Robertson: In most cases, the client comes to me with an issue or issues on which they wish to work. We don’t necessarily stay with the same issue. In one example, the client came to me with the complaint that she was too sensitive to criticism. Following a couple of sessions, it became apparent that she was the recipient of emotional abuse, so this shifted the strategies we used. In another case, the client came to me with problems maintaining attention, but it became apparent that the reason she had difficulty focussing was depression. Such changes in focus involve a re-negotiation of treatment planning. I like to project a certain number of sessions in which to incorporate a treatment plan with the idea that at the end of those sessions we, that is the client and I, evaluate the achievements obtained. This could result in terminating our sessions, continuing with the present treatment plan, or negotiating a new plan.

Jacobsen: How do you work to prevent the possible transference of trauma to the counsellor or reactivity of the counselor, in case they or you may have had prior similar negative life experiences? For example, a male counselor who witnessed abuse of one parent by another in youth, and then hears a recounting of a client’s experience with this. This may work them up.

Robertson: Hopefully the counsellor has dealt with his or her related traumas before they attempt to help someone who has had a similar traumatic experience. If the counsellor has not successfully dealt with that trauma then he or she should not accept such clients. On the other hand, if the counsellor has successfully dealt with a similar event, that counsellor may be able to offer unique helpful insights. The person who experiences a trauma is not necessarily forever wounded by it.

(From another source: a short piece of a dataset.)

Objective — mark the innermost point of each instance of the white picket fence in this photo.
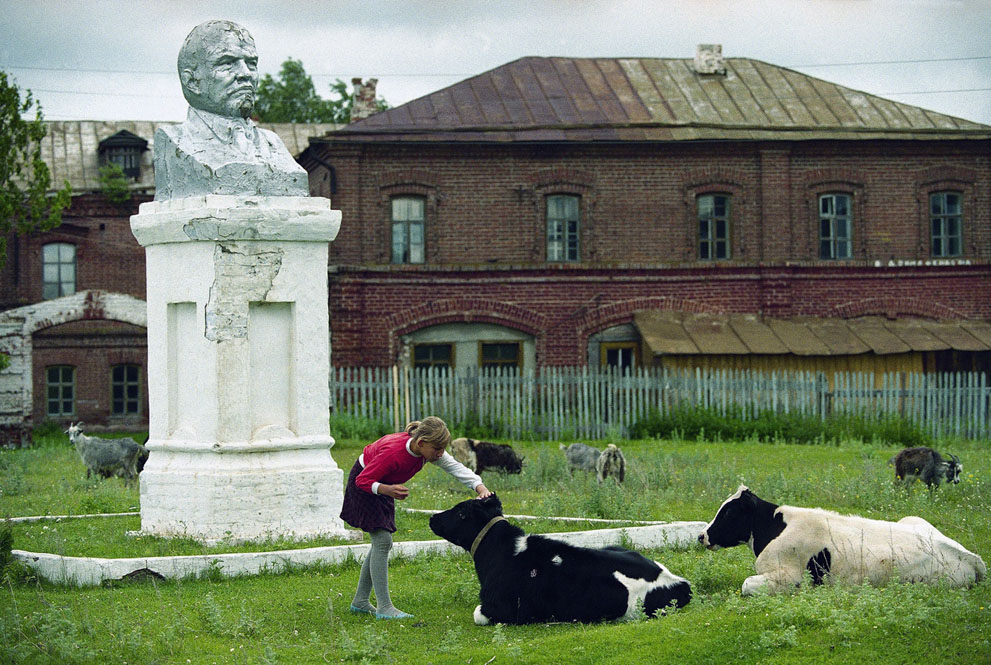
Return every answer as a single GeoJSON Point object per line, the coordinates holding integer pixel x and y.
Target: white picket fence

The issue of transference was first noted by Freud who viewed the client or patient’s attribution of emotions and motivations to the therapist as an opportunity to generate positive insight. I think what you might be concerned with is the issue of countertransference where the therapist takes on the emotions of the client. The counsellor or therapist has a special relationship with the client involving a kind of intimacy. Karl Rogers called this therapeutic stance unconditional positive regard. Alfred Adler said you have to get into the client’s skin to see the world through his eyes. The danger here is that the therapist may so identify with the client that he takes on aspects of their worldview and trauma. This, of course, does not do anyone any good. The therapist is conducting a cognitive exercise in monitoring the client’s cognitions, emotions and behaviour. By maintaining this cognitive distance from the client’s emotions and behaviour, the therapist is actually modelling those skills the client will need to gain control of problematic emotionally laden behaviours. Some people equate cognitive distance as a lack of empathy, but this is a misunderstanding of the concept. The therapist practising cognitive distancing is empathetic enough to understand that the client, to gain control of his or her emotions and behaviours, must be able to sufficiently objectify them to understand them and thereby gain control.

Jacobsen: Thank you for the opportunity and your time, Dr. Robertson.